Presiden Prabowo Subianto mengambil langkah tegas dengan merombak struktur kepemimpinan di Badan Gizi Nasional (BGN). Kebijakan ini diambil secara mendadak pada Selasa malam, 2 Juni 2026.
Dalam keputusan tersebut, Dadan Hindayana resmi diberhentikan dari posisinya sebagai Kepala BGN. Selain Dadan, dua Wakil Kepala BGN yakni Lodewijk Pusung dan Sony Sanjaya juga ikut dicopot dari jabatan mereka.
Menteri Sekretaris Negara, Prasetyo Hadi, membeberkan alasan di balik pergantian mendadak para petinggi lembaga tersebut. Ia menyebutkan bahwa masalah kedisiplinan menjadi faktor utama di balik keputusan presiden.
Prasetyo menjelaskan terdapat sejumlah catatan merah terkait kepatuhan terhadap Standar Operasional Prosedur (SOP). Hal ini juga mencakup persoalan tata kelola serta jaminan kualitas makanan yang menjadi tanggung jawab BGN.
Evaluasi menyeluruh ini ternyata telah dilakukan pemerintah selama 1,5 tahun terakhir. Berbagai temuan selama masa monitoring tersebut menjadi dasar pertimbangan kuat bagi Presiden Prabowo untuk melakukan penyegaran organisasi.
Nasib Program Makan Bergizi Gratis
Perombakan kepemimpinan di tubuh BGN tentu menimbulkan pertanyaan mengenai keberlanjutan program Makan Bergizi Gratis (MBG). Namun, pemerintah memastikan bahwa transisi ini tidak akan menghambat pelaksanaan program prioritas tersebut.
Prasetyo menegaskan bahwa pergantian posisi ini justru diharapkan mampu meningkatkan standar pelayanan MBG. Pemerintah ingin memastikan program ini berjalan optimal dan memberikan dampak positif bagi masyarakat.
Pemerintah menyampaikan poin-poin penting terkait kelangsungan program BGN:
- Seluruh operasional program dipastikan berjalan normal meski sedang dalam masa transisi kepemimpinan.
- Pelayanan kepada masyarakat tidak boleh terhenti atau terganggu sedikit pun.
- Setiap unit kerja diinstruksikan untuk tetap menjalankan tugas sesuai tanggung jawab masing-masing.
- Program ini tetap diposisikan sebagai instrumen penting untuk menggerakkan ekonomi nasional.
Melalui langkah ini, pemerintah ingin menunjukkan komitmen kuat dalam menjaga kualitas layanan publik. Evaluasi internal akan terus dilakukan agar setiap target yang telah ditetapkan dapat tercapai dengan tepat sasaran.
Profil Pimpinan Baru Badan Gizi Nasional
Sebagai pengganti Dadan Hindayana, Presiden Prabowo menunjuk Nanik S. Deyang untuk menduduki posisi Kepala BGN yang baru.

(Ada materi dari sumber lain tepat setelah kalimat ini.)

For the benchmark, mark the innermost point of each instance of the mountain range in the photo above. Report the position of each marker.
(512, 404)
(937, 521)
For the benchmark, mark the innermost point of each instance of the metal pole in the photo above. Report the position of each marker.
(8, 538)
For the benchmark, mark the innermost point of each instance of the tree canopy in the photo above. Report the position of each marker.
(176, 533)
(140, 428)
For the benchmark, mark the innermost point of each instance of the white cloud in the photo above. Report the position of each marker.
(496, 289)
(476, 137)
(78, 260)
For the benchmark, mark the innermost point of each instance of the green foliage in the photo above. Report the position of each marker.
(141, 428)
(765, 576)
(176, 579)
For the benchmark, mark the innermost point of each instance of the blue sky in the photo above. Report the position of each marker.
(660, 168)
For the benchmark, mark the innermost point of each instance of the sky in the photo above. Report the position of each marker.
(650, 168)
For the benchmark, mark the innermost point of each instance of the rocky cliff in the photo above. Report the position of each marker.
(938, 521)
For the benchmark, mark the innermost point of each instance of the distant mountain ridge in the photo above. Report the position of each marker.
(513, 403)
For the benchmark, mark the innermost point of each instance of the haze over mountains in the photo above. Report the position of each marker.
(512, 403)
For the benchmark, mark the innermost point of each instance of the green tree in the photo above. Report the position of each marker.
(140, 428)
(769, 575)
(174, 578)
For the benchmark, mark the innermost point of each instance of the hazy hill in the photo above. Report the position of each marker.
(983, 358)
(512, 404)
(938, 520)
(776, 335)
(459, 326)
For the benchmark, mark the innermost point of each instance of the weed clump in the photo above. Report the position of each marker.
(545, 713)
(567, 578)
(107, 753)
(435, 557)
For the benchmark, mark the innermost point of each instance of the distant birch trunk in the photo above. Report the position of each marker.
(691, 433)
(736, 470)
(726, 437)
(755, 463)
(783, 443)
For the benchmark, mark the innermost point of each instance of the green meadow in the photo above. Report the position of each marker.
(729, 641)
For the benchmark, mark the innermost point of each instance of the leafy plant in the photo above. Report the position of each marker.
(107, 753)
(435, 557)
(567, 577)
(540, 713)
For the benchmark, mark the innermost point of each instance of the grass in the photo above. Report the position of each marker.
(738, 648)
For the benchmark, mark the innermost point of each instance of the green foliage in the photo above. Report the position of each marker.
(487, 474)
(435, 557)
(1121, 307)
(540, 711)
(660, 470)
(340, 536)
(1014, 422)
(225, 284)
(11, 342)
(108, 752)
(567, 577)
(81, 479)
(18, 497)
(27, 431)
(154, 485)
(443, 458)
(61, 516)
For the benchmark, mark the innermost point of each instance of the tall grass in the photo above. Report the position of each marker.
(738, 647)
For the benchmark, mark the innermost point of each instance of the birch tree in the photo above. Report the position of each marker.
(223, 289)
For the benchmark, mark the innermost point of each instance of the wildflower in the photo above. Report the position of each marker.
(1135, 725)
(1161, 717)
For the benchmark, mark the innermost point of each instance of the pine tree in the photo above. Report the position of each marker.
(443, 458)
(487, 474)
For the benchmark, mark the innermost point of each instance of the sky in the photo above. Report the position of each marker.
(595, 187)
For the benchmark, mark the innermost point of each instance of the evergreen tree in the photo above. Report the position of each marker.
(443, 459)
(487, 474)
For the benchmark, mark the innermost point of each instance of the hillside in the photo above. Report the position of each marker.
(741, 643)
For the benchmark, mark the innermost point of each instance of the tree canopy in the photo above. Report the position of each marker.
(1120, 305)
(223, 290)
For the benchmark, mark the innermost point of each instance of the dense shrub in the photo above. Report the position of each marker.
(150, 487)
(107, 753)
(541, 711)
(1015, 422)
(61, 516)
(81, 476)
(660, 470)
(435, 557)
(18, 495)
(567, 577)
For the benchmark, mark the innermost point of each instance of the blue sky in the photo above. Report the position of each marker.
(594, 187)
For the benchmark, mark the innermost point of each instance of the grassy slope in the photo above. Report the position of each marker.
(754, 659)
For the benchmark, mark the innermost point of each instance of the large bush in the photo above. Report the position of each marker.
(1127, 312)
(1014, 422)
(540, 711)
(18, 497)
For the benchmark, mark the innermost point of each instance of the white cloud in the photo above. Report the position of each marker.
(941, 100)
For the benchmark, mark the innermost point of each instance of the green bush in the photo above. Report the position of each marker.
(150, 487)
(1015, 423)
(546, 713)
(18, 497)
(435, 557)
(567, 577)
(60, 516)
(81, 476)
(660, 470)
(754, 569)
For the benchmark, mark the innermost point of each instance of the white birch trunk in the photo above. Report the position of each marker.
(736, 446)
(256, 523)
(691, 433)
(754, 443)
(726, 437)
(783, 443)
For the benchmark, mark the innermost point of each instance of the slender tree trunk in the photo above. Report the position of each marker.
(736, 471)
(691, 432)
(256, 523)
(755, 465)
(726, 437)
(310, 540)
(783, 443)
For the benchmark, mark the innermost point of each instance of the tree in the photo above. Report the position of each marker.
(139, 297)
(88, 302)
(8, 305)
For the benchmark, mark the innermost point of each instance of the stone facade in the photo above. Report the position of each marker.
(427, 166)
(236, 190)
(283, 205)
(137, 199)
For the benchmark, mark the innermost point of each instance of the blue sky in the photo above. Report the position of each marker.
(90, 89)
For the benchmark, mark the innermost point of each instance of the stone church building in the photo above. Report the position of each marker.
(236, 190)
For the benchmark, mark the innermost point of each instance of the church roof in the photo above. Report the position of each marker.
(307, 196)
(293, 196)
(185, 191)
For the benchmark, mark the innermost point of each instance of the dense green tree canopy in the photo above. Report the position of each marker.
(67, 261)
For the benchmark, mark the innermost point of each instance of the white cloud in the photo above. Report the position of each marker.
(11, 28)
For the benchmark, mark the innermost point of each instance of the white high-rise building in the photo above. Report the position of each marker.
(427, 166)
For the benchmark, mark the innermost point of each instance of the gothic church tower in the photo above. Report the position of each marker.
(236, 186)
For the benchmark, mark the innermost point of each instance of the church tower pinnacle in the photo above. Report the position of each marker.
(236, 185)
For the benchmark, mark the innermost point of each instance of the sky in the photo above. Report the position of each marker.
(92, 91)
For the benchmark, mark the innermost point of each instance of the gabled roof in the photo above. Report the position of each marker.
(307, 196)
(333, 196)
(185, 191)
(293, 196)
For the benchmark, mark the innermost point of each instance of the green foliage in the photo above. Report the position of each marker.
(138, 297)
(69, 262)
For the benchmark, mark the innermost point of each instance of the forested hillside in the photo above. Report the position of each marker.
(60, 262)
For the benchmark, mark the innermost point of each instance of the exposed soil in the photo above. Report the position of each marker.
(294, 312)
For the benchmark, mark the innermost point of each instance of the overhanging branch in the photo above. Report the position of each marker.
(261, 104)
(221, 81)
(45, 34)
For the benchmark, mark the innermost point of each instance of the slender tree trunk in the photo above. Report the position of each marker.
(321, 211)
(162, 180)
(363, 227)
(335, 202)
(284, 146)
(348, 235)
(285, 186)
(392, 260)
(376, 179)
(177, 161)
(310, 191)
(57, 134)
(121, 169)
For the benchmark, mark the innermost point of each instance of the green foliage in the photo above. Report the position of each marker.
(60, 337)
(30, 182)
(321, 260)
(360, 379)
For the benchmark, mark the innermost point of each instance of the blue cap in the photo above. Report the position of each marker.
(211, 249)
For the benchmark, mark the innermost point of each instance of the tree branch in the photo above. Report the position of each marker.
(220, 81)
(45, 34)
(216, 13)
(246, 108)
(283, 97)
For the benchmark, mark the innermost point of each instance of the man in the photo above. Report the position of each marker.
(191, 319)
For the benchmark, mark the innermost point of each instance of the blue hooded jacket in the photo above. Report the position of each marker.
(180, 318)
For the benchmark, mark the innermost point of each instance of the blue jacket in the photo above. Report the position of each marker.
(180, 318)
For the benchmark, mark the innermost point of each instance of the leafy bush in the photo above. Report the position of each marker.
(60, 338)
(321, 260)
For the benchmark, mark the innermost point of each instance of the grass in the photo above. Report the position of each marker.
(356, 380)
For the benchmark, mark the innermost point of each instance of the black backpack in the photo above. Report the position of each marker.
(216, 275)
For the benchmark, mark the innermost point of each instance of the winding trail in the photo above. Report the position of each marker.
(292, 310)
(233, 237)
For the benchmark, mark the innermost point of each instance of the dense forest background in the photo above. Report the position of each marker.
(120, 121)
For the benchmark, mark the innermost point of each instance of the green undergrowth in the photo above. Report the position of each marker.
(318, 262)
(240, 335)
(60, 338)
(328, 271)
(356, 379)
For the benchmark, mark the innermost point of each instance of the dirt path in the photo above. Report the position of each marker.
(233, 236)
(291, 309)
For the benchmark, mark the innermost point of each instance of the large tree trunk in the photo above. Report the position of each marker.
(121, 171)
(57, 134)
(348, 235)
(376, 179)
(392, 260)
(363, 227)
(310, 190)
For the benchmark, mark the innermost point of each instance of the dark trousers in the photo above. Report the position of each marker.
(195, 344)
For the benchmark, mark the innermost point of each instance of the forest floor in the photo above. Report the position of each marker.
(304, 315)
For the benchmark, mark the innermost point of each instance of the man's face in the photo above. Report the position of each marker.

Nanik diharapkan mampu membawa perubahan positif dalam tata kelola lembaga tersebut.
Selain posisi ketua, posisi wakil juga diisi oleh wajah-wajah baru yang dipercaya presiden. Agustina Arumsari dan Mayor Jenderal TNI Trenggono kini resmi menjabat sebagai Wakil Kepala BGN.
Daftar perubahan struktur kepemimpinan BGN:
| Posisi | Pejabat Lama | Pejabat Baru |
|---|---|---|
| Kepala BGN | Dadan Hindayana | Nanik S. Deyang |
| Wakil Kepala BGN I | Lodewijk Pusung | Agustina Arumsari |
| Wakil Kepala BGN II | Sony Sanjaya | Mayor Jenderal TNI Trenggono |
Tabel di atas merangkum perubahan signifikan pada jajaran pimpinan tinggi Badan Gizi Nasional. Pergantian ini dilakukan untuk memperkuat struktur organisasi dalam menghadapi tantangan ke depan.
Kepada para pimpinan baru, Prasetyo menitipkan pesan agar segera melakukan konsolidasi internal secara cepat. Koordinasi lintas sektoral dengan kementerian, lembaga, hingga pemerintah daerah juga menjadi prioritas utama.
Sinergi yang kuat antara pemerintah pusat dan daerah diharapkan dapat memastikan distribusi gizi tersalurkan dengan baik. Presiden menekankan bahwa efektivitas kerja pimpinan baru akan terus dipantau secara ketat.